X-ray Beam Direction and Location for FO Projection
- All angulations for FO projections are made cranially.
- The collimated vertical X-ray beam is directed perpendicular to the image receptor along the median sagittal plane.
- Collimation should include the vertex of the skull superiorly, the base of the occipital bone inferiorly, and the lateral skin margins.
- For FO10°↑, FO15°↑, and FO20°↑ projections, a cranial angulation is applied, with the degree of angulation determined by the projection required.
- The image receptor is displaced superiorly to allow for the tube angulation.
Townes Projection
- Patient positioning: The patient lies supine with the posterior aspect of the skull resting on the image receptor/gridded CR cassette.
- The head is adjusted to ensure the median sagittal plane is perpendicular to the image receptor and coincident with its midline.
- The orbito-meatal baseline should be perpendicular to the image receptor.
- The central ray is angled caudally at 30 degrees to the orbito-meatal plane.
- Centering is in the midline, with the beam passing midway between the external auditory meatuses, approximately 5 cm above the glabella.
- The top of the cassette is positioned adjacent to the vertex of the skull to prevent the area of interest from being projected off the bottom of the image.
Essential Image Characteristics for Townes Projection
- The sella turcica of the sphenoid bone is projected within the foramen magnum.
- The image should include all of the occipital bone and the posterior parts of the parietal bone.
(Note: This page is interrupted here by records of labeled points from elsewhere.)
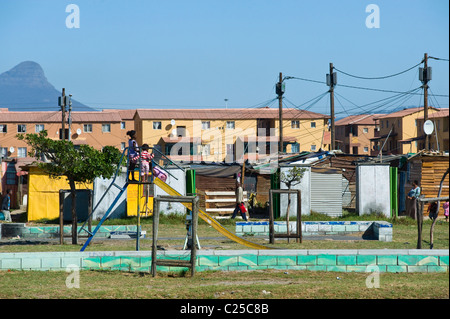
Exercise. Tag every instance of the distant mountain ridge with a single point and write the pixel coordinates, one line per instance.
(25, 88)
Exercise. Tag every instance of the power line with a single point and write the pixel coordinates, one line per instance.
(379, 77)
(441, 59)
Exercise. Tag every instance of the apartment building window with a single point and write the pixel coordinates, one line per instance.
(230, 125)
(87, 128)
(106, 128)
(206, 125)
(21, 128)
(206, 149)
(22, 152)
(39, 128)
(157, 125)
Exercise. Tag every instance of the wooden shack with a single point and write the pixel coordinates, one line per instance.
(428, 169)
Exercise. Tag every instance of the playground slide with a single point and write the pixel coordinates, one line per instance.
(209, 219)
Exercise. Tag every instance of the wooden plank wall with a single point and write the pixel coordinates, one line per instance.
(433, 169)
- The lambdoidal suture should be clearly visualized.
- The skull should not be rotated, which can be assessed by ensuring the sella turcica appears centrally in the foramen magnum.
Submento-Vertex (SMV) Projection
- Patient positioning: The patient can be imaged erect or supine.
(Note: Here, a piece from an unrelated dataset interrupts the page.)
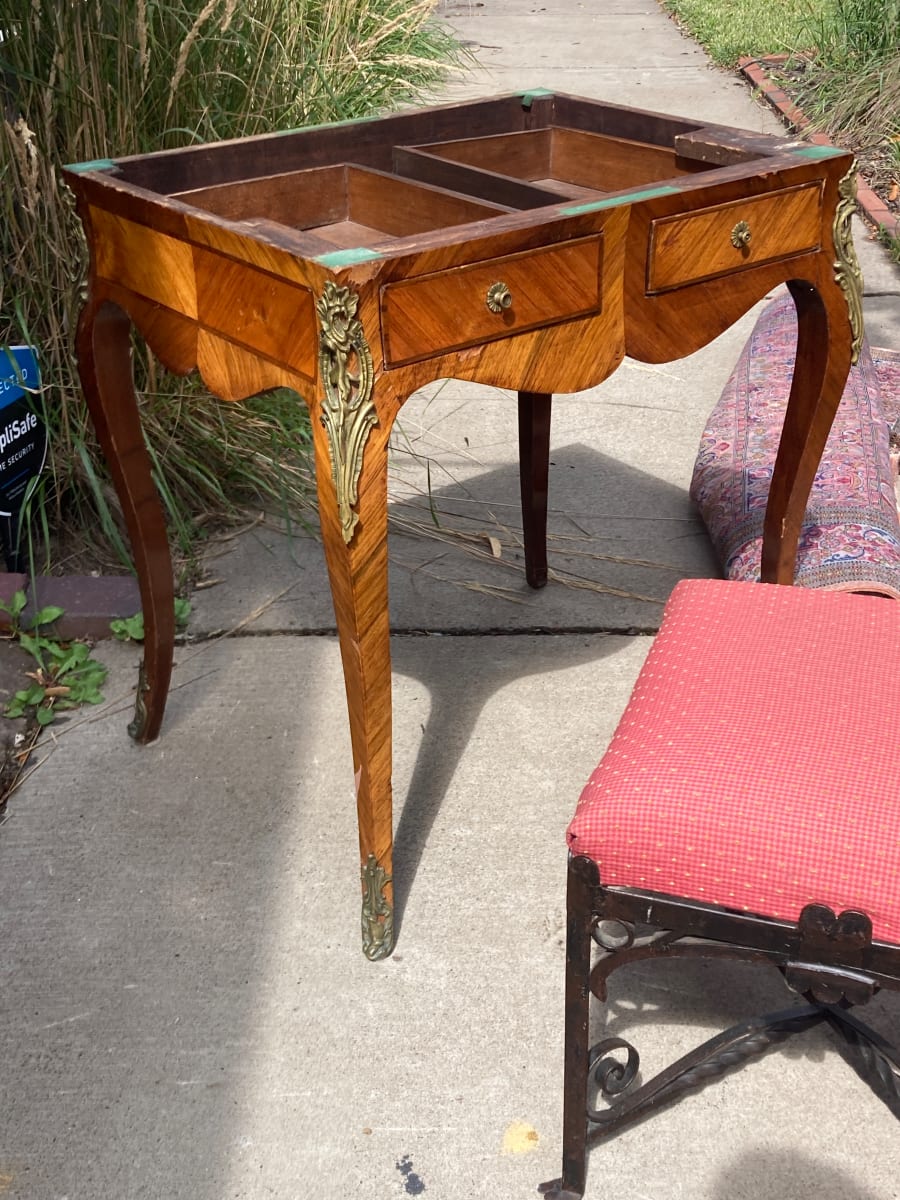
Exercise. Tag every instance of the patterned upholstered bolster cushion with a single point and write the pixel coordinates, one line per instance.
(851, 534)
(756, 765)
- A supine technique is advised if the patient is unsteady.
- In the supine position, the patient's shoulders are raised, and the neck is hyperextended to bring the vertex of the skull in contact with the image receptor/gridded CR cassette.
- The head is adjusted to ensure the EAMs are equidistant from the image receptor.
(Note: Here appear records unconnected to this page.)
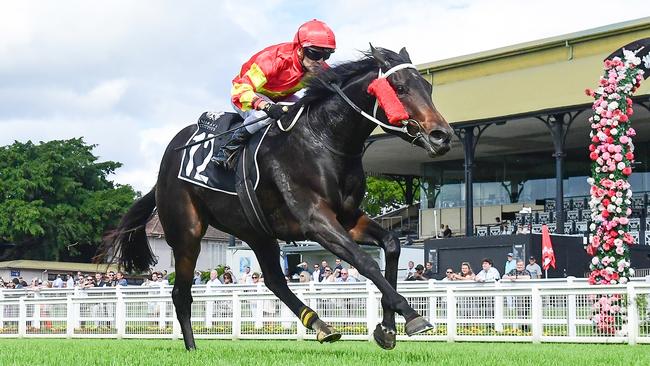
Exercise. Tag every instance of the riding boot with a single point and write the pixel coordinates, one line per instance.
(227, 152)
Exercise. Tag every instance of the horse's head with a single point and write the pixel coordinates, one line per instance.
(425, 126)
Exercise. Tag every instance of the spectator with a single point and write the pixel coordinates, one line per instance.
(214, 278)
(446, 233)
(449, 275)
(197, 277)
(120, 280)
(88, 282)
(511, 263)
(522, 229)
(232, 275)
(227, 278)
(354, 273)
(304, 277)
(246, 277)
(518, 273)
(315, 276)
(70, 281)
(99, 280)
(303, 266)
(418, 275)
(534, 268)
(328, 275)
(323, 265)
(488, 273)
(466, 273)
(111, 282)
(345, 277)
(428, 272)
(337, 264)
(410, 270)
(58, 282)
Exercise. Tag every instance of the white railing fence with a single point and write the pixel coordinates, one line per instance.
(530, 311)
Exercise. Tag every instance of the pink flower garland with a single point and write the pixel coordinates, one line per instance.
(612, 154)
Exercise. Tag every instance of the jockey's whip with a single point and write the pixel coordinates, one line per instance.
(220, 134)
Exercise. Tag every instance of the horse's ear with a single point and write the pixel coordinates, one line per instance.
(404, 54)
(379, 57)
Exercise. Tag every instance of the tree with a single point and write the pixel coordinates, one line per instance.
(56, 200)
(383, 194)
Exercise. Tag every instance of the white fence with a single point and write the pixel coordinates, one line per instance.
(530, 311)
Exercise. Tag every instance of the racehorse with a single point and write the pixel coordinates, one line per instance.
(312, 184)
- The median sagittal plane is perpendicular to the image receptor, aligned with its midline.
- The orbito-meatal plane is as near as possible parallel to the image receptor.
- In the erect position, the patient sits facing the X-ray tube, a short distance away from the vertical Bucky/receptor.
- Neck hyperextension allows the head to fall back until the vertex of the skull makes contact with the center of the vertical image receptor.
- The remaining positioning is as described for the supine technique.
X-ray Beam Direction and Location for SMV Projection
- The central ray is directed perpendicular to the orbito-meatal plane.
- Centering is midway between the external auditory meatuses.
Essential Image Characteristics for SMV Projection
- An optimal projection will demonstrate the mandibular angles clear of the petrous portions of the temporal bone.
- The foramina of the middle cranial fossa should be seen symmetrically either side of the midline.
Optic Canal Projection
- The optic canal opens posteriorly within the bony orbit at the optic foramen.
- The canal passes forwards and laterally at approximately 35° to the median sagittal plane and downwards at approximately 35° to the orbito-meatal plane.
- This is the path the central ray must follow to demonstrate the foramen for imaging.
- Both sides are usually imaged separately for comparison.
Patient Positioning for Optic Canal Projection
- The patient sits erect with the nose, cheek, and chin of the side being examined in contact with the Bucky/image receptor.
- The center of the orbit of the side under examination should coincide with the center of the image receptor.
- The median sagittal plane is adjusted to make an angle of 35° to the vertical.
- The orbito-meatal baseline is raised 35° from the horizontal.
X-ray Beam Direction and Location for Optic Canal Projection
- The collimated horizontal central ray is centered to the middle of the image receptor.
- This is to a point 7.5 cm superior and 7.5 cm posterior to the uppermost EAM, ensuring the central ray emerges from the center of the orbit and contacts the image receptor.
- A side marker may be placed above the superior orbital margin.